John Baines

Personal information
- Born: 26 September 1985 (age 40) Middlesbrough
- Years active: 2008–present
- Height: 1.89 m (6 ft 2 in)
- Weight: 100 kg (220 lb)
- Spouse: Alexandra

Sport
- Country: Great Britain
- Sport: Bobsleigh
- Event(s): Four-Man bobsleigh Two-man bobsleigh (stand in)ISS Falklands Soap Box Derby (Winner)
- Club: GB Bobsleigh, Bath
- Coached by: Michael Khmel

= John Baines (bobsledder) =

British bobsledder

John Baines (born 26 September 1985) is a bobsledder who competes for Team GB, and a comms specialist in the Royal Air Force. His Olympic debut was at the 2014 Winter Olympics in the two-man and four-man bobsleigh events, participating as a brakeman.

== Biography ==
John Baines was born on 26 September 1985 in Middlesbrough, England. He went to school at Ormesby Primary School. In his youth, he competed locally in 100m and 200m track events.

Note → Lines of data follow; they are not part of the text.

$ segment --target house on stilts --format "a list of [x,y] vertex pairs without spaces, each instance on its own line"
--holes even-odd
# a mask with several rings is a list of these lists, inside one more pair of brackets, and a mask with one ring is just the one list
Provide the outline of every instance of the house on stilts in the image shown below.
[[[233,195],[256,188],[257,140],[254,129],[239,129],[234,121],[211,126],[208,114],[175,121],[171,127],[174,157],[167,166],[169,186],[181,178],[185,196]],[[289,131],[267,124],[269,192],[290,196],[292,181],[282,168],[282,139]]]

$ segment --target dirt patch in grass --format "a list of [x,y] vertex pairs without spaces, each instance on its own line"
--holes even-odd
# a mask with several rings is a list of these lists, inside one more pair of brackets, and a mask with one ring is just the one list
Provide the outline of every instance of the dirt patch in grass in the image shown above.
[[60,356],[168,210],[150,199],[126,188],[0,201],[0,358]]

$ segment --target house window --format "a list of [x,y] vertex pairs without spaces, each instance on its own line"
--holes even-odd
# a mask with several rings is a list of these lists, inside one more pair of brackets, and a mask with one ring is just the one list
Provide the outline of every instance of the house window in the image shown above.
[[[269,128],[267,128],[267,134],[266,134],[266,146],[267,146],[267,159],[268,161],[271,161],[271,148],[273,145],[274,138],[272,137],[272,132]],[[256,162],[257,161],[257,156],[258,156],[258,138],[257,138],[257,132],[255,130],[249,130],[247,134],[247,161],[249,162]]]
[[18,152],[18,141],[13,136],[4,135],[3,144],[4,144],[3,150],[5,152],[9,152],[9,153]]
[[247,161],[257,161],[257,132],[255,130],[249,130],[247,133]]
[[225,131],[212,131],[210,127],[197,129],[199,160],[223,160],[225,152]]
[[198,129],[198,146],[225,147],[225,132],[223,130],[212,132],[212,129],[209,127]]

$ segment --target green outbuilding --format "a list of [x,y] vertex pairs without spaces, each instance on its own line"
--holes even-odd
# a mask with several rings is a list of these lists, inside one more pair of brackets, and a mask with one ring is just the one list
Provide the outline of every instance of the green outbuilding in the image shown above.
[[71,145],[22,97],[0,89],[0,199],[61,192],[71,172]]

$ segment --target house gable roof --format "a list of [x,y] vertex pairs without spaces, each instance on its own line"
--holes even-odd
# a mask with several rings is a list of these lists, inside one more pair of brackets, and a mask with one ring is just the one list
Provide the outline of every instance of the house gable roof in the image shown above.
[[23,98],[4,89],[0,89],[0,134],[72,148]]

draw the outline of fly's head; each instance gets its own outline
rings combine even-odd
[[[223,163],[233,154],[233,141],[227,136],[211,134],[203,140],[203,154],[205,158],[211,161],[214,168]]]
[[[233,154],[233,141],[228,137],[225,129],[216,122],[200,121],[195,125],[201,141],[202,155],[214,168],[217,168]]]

Baines joined the Royal Air Force at age 20; he works as a communications specialist. His first bobsleigh experience was on an RAF bobsleigh team; a few months later, he tried out in the Team GB trials and was accepted. The RAF gave him two years of support so that he could train for the 2014 Winter Olympics.

Baines has competed in bobsledding since 2008. He worked with British bobsleigh pilot Lamin Deen on the Americas Cup circuit, where they competed as GBR2.

=== Olympics ===
The Sochi Olympics is Baines' first Olympics. He originally planned to compete only in the four-man bobsleigh team, but after a "career-threatening" injury to Craig Pickering – a slipped disc – Baines was picked to replace Pickering on the two-man bobsleigh. This was announced 12 February 2014, four days before the event. Baines said that although he was sorry for Pickering, "on the other hand, I get to do the two-man as well as the four-man, so I'm quite happy".

Baines' race in the two-man bobsleigh began 16 February 2014, where he was partnered with Lamin Deen. Deen said of his new partner that "I have worked closely in the summer with John though and I'm quite confident that he can put in a great performance". They finished in 23rd place. The four-man bobsleigh was on the final weekend of the Olympics; Baines's team, GBR2, finished in 19. At both events, Baines acted as brakeman.

== Personal life ==
Baines and his wife have a son (Harrison) and a daughter(Sophia). He has one sister, Laura, who works for the National Health Service.